Para onde nós olhamos, quais os pensamentos que cultivamos, os sentimentos que insistimos em lembrar e também os que não queremos esquecer, estas são as coisas que compõe nosso eu, e se não procedermos bem, então menos lugar haverá para a vontade de Deus. Se nos abarrotamos apenas de coisas más, então por onde Deus começará a trabalhar? Ou, se não buscamos ler as Escrituras por exemplo, ou deixar de orar, ou não refletir sobre nossos atos e examiná-los comparando-os com aquilo que a Palavra de Deus nos ensina, como então poderíamos negarmo-nos, se nem ao menos saberíamos sobre o que negar?

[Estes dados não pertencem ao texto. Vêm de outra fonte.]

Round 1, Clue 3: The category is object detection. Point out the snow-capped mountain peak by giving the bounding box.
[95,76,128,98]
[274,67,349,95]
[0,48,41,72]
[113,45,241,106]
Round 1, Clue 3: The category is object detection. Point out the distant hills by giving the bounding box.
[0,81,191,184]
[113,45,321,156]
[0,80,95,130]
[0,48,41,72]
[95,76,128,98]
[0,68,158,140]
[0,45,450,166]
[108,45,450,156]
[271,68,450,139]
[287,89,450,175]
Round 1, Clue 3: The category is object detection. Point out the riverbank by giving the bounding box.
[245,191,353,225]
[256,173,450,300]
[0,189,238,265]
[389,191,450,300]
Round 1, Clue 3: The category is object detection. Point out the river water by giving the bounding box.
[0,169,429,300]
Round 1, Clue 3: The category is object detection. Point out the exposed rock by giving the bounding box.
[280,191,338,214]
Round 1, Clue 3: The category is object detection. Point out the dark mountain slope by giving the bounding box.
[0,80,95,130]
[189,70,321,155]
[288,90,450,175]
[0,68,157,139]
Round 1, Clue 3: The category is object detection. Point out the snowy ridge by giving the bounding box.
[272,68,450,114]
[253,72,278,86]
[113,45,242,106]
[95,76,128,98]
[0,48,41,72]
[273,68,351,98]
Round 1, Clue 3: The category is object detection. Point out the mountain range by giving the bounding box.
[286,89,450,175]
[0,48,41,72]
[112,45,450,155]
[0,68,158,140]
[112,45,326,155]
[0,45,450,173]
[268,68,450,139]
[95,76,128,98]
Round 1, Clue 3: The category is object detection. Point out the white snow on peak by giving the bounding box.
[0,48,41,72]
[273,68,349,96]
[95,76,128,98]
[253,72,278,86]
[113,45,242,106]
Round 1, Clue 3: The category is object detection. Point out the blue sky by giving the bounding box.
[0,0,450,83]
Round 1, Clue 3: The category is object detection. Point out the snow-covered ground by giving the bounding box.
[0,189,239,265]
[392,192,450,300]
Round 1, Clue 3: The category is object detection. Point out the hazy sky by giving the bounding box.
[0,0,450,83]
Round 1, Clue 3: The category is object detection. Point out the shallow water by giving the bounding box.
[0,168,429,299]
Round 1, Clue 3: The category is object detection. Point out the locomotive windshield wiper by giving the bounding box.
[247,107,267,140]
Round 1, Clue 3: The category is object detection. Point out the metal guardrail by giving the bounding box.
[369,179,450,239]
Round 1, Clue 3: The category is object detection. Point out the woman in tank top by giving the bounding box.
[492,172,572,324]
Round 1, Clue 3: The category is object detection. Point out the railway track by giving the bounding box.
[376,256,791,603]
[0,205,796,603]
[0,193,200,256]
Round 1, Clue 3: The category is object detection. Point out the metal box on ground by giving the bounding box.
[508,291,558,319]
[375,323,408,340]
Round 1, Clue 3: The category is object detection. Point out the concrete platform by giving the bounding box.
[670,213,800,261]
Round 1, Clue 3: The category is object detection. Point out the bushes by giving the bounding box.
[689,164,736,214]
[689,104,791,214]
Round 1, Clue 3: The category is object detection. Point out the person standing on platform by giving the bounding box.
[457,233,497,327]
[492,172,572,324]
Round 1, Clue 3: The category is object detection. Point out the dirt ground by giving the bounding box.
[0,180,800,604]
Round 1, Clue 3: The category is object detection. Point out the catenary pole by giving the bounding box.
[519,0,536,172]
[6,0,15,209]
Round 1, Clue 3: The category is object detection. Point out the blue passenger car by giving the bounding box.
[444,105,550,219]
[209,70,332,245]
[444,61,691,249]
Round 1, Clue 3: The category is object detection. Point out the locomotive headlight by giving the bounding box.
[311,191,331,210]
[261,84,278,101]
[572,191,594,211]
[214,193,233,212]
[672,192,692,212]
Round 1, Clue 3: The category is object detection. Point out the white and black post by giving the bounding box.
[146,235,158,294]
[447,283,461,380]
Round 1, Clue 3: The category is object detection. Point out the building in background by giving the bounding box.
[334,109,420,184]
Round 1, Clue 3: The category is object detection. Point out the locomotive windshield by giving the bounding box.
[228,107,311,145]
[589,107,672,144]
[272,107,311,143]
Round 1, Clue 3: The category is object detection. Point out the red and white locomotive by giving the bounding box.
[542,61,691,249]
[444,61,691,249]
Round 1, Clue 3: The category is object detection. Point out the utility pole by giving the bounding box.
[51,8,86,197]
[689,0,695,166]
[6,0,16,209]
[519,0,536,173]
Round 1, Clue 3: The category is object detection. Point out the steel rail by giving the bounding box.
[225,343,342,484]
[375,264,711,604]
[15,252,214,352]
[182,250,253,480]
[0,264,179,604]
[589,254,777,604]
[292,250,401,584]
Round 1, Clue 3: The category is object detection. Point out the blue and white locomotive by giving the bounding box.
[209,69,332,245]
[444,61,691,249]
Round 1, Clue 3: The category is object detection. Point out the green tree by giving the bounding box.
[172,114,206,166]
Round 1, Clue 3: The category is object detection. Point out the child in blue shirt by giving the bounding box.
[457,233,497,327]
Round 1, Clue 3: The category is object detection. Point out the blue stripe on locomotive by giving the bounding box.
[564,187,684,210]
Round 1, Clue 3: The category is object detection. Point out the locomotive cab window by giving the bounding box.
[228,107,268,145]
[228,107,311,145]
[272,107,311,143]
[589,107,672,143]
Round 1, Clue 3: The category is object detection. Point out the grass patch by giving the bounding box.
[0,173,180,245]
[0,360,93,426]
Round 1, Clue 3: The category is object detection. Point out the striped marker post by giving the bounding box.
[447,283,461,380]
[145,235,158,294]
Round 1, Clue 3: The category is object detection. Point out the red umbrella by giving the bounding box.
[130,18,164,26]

Não tem como ser cristão se não olharmos constantemente para ele e negar aquilo que em nós já não deve ter mais espaço. E essa guerra constante, ela se ameniza a media que desistimos do nosso eu, ela vai se tornando mais branda à medida que somos transformados a semelhança de Cristo, e num breve momento você nem percebe o quão diferente se tornou. Mas não se engane, essa guerra será travada enquanto vivermos nesse corpo corruptível, portanto nunca pare, aproveite que quanto mais forte ficar, mais fácil as coisas parecerão, quão menos de você existir, mais fácil vencerá, porque daí já será muito mais de Cristo vivendo em você.

Série: A alma – Rafael Ramos

Enganoso é o coração, mais do que todas as coisas, e perverso; quem o conhecerá? Jeremias 17:9

Pecados da alma – Rafael Ramos

Muitos de nós nos baseamos e nos apoiamos nos pecadores ao invés de nos apoiarmos em Cristo Jesus, ficamos em paz pelo fato deles existirem e não por causa da graça de Deus em seu Filho.

Sabemos que Deus nos abençoa apesar de uma mentira aqui ou um roubo ali, e isso muitas vezes nos leva a crer que não há nada errado em nosso estilo de vida, mas esquecemos que Deus só faz isso porque é misericordioso e bom, e não porque somos bons, pois não somos de fato.

Sabermos que tem outras pessoas piores em obras do que nós, isso nos tem sido refrigério muitas vezes, como se ser melhor em obras que alguém fosse requisito pra salvação ou aplausos. Aplausos porque muitas vezes nossas boas obras são na verdade más obras, pois até pode parecer bom o fato de fazermos algo a quem necessita, porém não fazemos pela necessidade do outro e nem por termos compaixão, mas porque sabemos que seremos vistos e aplaudidos, até acreditamos que isso nos justifica, e então nós encostamos a cabeça no travesseiro e então temos paz, acreditando que estamos realmente guardando a fé, e a paz não é pela graça de Deus e nem pelo sacrifício de Cristo, mas porque fizemos algo aparentemente bom; e tentamos nos esconder em frases feitas como “glórias ao Senhor”, quando na verdade nosso coração esta embriagado de orgulho e vanglorias, mas ficamos em paz e gratos de qualquer forma.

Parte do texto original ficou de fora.